[libcxx-commits] [libcxx] [libc++] Measure retired CPU instructions when running SPEC (PR #177669)

Mon Jan 26 08:40:12 PST 2026

llvmbot wrote:




@llvm/pr-subscribers-libcxx

Author: Louis Dionne (ldionne)

<details>
<summary>Changes</summary>

Fixes #177611

Things to check:
1. [x] Extract building and running of SPEC benchmarks into distinct steps and make sure it works as intended
2. [x] Time each step to ensure this doesn't add too much overhead
3. [x] Run the benchmarks a few times to ensure there's not too much variability

(1) Checked the SPEC output and the code isn't rebuilt in the second `runcpu` call, as we'd expect
(2) I get a total of 46s to build and run `omnetpp_r` before the patch, and 50s after the patch. I think this is acceptable
(3) It seems that most of the metrics we're gathering have no more variability than the execution time, so I think this is acceptable.
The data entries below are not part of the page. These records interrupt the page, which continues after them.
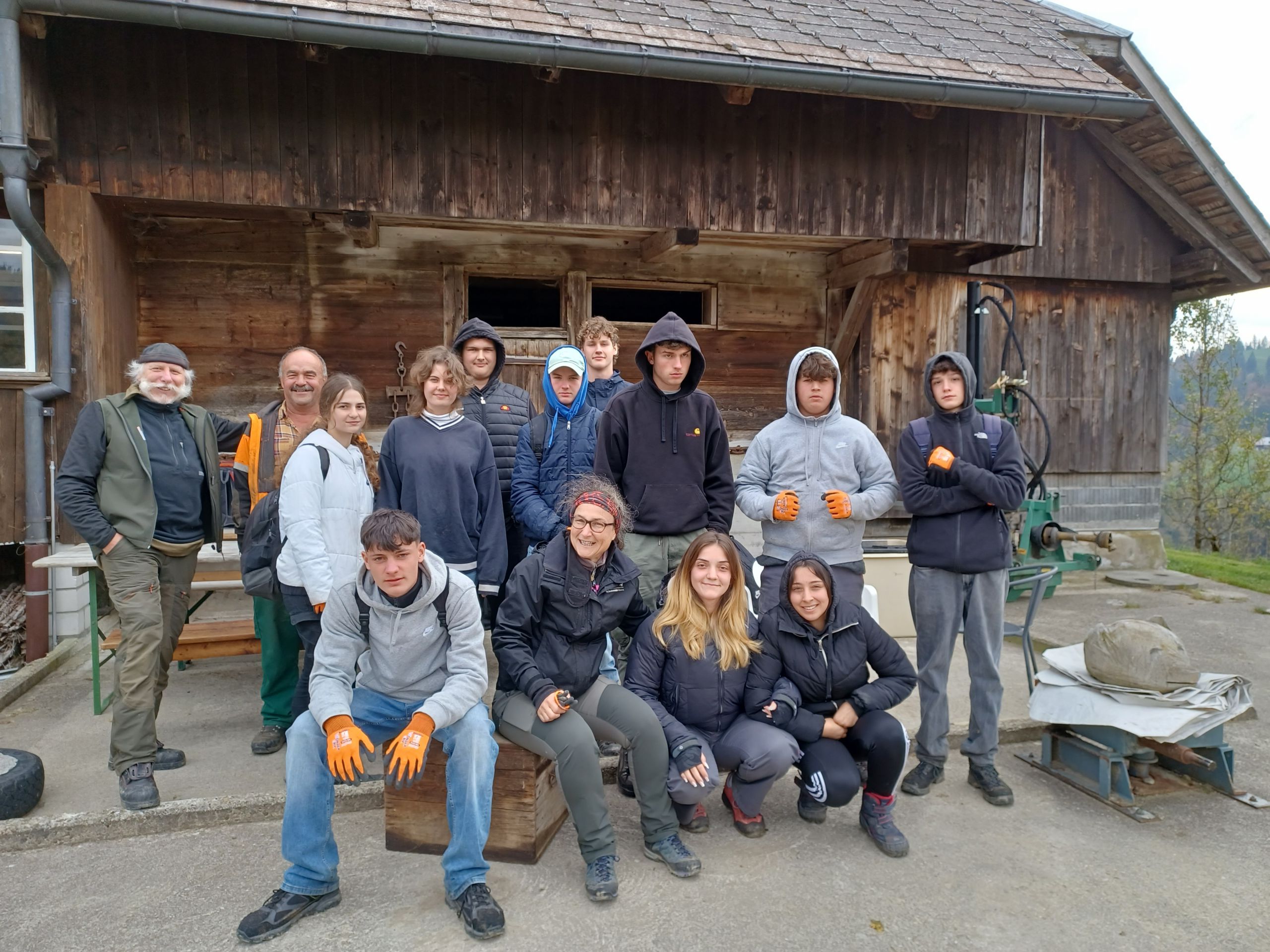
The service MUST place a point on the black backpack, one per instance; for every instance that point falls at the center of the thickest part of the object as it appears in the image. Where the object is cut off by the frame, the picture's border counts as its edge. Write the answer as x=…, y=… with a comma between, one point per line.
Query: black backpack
x=262, y=542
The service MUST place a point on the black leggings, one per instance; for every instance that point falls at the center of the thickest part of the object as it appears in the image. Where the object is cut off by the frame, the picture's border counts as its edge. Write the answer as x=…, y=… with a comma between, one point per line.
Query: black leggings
x=828, y=771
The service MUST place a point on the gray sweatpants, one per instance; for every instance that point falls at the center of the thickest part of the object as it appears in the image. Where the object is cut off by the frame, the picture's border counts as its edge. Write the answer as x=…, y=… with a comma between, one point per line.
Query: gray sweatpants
x=607, y=711
x=943, y=602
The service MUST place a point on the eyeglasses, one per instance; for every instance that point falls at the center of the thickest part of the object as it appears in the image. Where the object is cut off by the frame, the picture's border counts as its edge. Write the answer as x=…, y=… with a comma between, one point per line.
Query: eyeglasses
x=597, y=526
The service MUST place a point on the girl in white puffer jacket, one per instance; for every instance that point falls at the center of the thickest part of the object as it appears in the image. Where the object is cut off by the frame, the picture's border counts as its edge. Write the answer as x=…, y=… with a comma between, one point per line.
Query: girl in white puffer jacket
x=320, y=516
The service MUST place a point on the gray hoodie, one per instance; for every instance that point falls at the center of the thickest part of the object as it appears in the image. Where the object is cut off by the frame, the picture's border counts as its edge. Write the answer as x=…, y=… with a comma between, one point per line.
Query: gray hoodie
x=811, y=456
x=409, y=655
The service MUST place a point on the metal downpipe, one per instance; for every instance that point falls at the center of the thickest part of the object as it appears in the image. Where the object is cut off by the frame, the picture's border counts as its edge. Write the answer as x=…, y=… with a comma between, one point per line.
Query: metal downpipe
x=17, y=162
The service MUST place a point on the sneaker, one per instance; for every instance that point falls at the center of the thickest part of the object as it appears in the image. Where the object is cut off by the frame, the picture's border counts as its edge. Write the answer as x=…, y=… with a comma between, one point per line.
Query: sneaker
x=879, y=822
x=280, y=913
x=482, y=916
x=990, y=783
x=811, y=810
x=919, y=780
x=679, y=858
x=624, y=774
x=270, y=739
x=752, y=827
x=700, y=822
x=137, y=789
x=602, y=879
x=166, y=760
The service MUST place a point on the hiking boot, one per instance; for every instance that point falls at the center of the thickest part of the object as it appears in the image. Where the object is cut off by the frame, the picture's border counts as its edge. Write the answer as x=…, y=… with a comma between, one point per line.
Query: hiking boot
x=624, y=774
x=482, y=916
x=700, y=822
x=137, y=789
x=810, y=809
x=280, y=913
x=919, y=780
x=270, y=739
x=877, y=815
x=679, y=858
x=990, y=783
x=602, y=879
x=166, y=760
x=752, y=827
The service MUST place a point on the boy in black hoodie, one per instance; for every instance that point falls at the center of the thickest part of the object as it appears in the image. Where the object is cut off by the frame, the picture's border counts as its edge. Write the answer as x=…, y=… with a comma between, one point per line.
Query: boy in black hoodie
x=959, y=472
x=665, y=446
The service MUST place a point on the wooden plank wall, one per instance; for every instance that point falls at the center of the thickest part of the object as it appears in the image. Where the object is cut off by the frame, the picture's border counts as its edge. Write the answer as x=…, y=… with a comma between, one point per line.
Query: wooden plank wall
x=1096, y=357
x=191, y=116
x=1095, y=228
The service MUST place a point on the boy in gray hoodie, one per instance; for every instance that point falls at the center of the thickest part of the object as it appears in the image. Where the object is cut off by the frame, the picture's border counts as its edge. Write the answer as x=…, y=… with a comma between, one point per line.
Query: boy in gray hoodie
x=813, y=479
x=400, y=660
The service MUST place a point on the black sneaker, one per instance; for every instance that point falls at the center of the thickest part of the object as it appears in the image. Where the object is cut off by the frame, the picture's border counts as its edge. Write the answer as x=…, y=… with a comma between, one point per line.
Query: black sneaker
x=990, y=783
x=270, y=739
x=482, y=916
x=920, y=780
x=624, y=774
x=602, y=879
x=137, y=789
x=280, y=913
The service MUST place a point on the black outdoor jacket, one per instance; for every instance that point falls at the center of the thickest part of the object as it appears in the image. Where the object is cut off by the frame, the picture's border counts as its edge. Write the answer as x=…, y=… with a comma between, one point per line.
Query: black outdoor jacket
x=501, y=408
x=828, y=667
x=552, y=629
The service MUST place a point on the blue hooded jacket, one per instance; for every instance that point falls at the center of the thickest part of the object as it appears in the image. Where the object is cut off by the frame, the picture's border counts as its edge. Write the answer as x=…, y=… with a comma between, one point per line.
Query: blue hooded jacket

See [this](https://github.com/user-attachments/files/24864249/omnetpp_r.spread.of.metrics.-.Sheet1.pdf) for the data associated to 10 sample runs of `omnetpp_r`.



---
Full diff: https://github.com/llvm/llvm-project/pull/177669.diff


2 Files Affected:

- (modified) libcxx/test/benchmarks/spec.gen.py (+13-4) 
- (added) libcxx/utils/parse-time-output (+42)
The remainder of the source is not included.